Pharmacotherapy and chronicity: factors and guidelines for good medication adherence
The European Society for Patient Adherence, Compliance and Persistence (ESPACOMP) defines the term "medication adherence" as the process in which the patient takes the medication as prescribed.
Lack of adherence to chronic treatments has become a universal and real problem that affects the effectiveness of these treatments, which is a major public health problem. In figures, the World Health Organisation (WHO) estimates that one out of every two patients with chronic pathologies is not adherent to their treatment; a similar figure (48.3%) to that presented in a Spanish study carried out in 2014 on polymedicated people over the age of 65.
Not taking medication properly can have certain consequences such as a reduction in quality of life and life expectancy, ineffectiveness of treatment and worse control of the disease, which translates into greater complications and clinical worsening, an increase in medical consultations, hospitalisations and complementary tests, with the consequent negative impact on health expenditure.
In general, adherence tends to be highest at the start of treatment and in those of short duration, but tends to decrease in prolonged treatment, as well as in polymedicated patients or in groups where it is more difficult to monitor treatment. This lack of adherence may be intentional, when there is a clear desire on the part of the patient not to take the medication, or unintentional, related to the loss of memory or autonomy of the patient, the complexity of the treatment, the lack of creation of daily routines and habits, the severity of the pathology, etc.
We are talking about a complex and multifactorial process, mainly conditioned by factors related to the patient, the treatment and the healthcare environment.
In the first of these, the gender gap should be highlighted. They show greater adherence to treatment. Other aspects to be taken into account in relation to the patient would be: the presence of mental problems, the level of training/education (the lower the level, the less adherence), the lack of knowledge of the disease and/or of confidence in the benefit of the treatment, the loss of independence for the development of daily life activities, the presence of multiple comorbidities, alcoholism, etc.
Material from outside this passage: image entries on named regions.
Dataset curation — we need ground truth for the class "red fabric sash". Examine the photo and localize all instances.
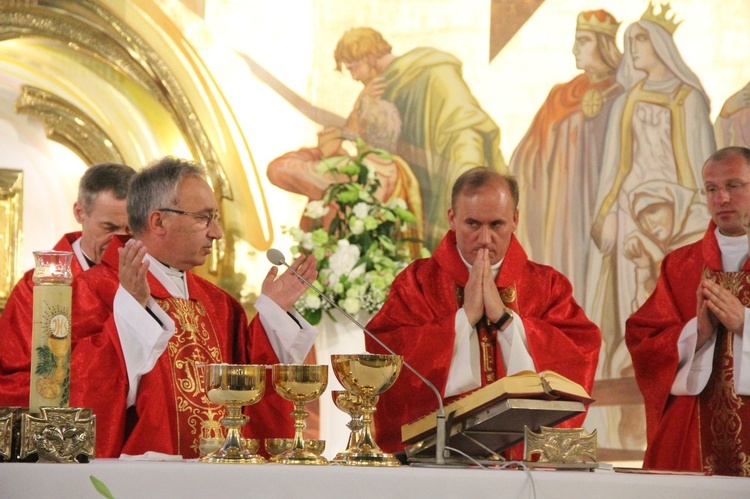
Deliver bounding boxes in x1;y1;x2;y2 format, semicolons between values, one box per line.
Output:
123;296;224;459
698;268;750;476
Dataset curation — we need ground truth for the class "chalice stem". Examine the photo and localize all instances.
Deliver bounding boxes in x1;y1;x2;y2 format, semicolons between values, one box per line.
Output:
221;404;247;453
359;397;380;452
291;402;308;452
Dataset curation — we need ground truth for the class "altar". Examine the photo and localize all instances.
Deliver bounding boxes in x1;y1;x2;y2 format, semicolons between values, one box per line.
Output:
0;459;750;499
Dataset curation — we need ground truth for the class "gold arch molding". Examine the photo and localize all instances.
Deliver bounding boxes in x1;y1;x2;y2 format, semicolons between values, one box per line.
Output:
0;0;273;296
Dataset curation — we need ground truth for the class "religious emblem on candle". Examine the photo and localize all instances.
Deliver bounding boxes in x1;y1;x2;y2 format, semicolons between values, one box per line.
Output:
29;251;73;414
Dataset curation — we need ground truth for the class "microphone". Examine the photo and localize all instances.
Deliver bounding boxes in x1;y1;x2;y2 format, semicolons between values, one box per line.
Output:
266;248;446;465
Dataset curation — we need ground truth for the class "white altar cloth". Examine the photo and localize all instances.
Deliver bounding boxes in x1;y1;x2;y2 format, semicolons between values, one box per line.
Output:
0;459;750;499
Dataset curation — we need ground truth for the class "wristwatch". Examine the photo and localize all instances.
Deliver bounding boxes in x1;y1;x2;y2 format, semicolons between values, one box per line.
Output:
493;307;513;331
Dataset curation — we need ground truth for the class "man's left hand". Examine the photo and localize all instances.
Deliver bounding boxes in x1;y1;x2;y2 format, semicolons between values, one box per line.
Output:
261;255;318;312
701;280;745;334
480;249;505;323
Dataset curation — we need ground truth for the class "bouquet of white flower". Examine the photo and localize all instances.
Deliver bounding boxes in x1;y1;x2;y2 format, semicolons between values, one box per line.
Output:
283;143;429;324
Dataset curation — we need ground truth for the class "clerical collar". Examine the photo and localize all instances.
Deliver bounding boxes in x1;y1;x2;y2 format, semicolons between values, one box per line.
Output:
456;246;505;279
714;227;748;272
71;237;95;270
145;254;189;300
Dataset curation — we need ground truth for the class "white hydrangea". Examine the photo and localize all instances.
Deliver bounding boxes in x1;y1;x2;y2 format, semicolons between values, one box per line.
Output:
305;293;322;310
299;232;315;251
305;200;329;218
349;217;365;236
328;239;360;283
341;298;362;315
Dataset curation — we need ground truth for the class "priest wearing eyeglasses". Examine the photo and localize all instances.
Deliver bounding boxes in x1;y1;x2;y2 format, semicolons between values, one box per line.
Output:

Among the factors related to the treatment, aspects such as the complexity of the treatment, polytherapy, multiple daily doses, use of an inadequate pharmaceutical form (difficulty in breaking up tablets, lack of suitability in swallowing problems, etc.), cost, the appearance of adverse effects, etc., should be noted.
Finally, in the section on the healthcare environment, the doctor-patient and/or carer relationship should be highlighted, as well as other aspects related to the health system (medical consultation times, many prescribers, inadequate follow-up, etc.) The quality of the communication and healthcare received, the empathy or capacity to motivate on the part of the healthcare professional have an impact on the patient's behaviour.
Although there are currently various methodological approaches to determine adherence to treatment (Morisky-Green questionnaires / ARMS-e, medication counts, electronic devices or pharmacy records), in interventions with older people with a multi-pathological and chronic condition, the monitoring process becomes more complex. In cases like this, a combination of several methods is needed for evaluation, with the following guidelines available to improve adherence to treatment:
- Comprehensive geriatric evaluation.
- Empowerment: making the patient a participant in their treatment.
- Optimisation, simplification of pharmacotherapy, therapeutic adaptation to the need for shared decision-making with the patient and/or carer.
- Use of devices to remind patients to take their medication.
- Promotion of communication skills and knowledge of health professionals.
- Periodic assessment of adherence.
- Integration of health services, through greater communication between primary care and hospitals.
In short, it is necessary for the strategies proposed to be multidisciplinary, with longitudinal and individualised monitoring, and educational, and that they promote the reduction of pharmacotherapeutic complexity, ensuring at all times another aspect that seems fundamental, such as communication between patient/carer and healthcare professionals.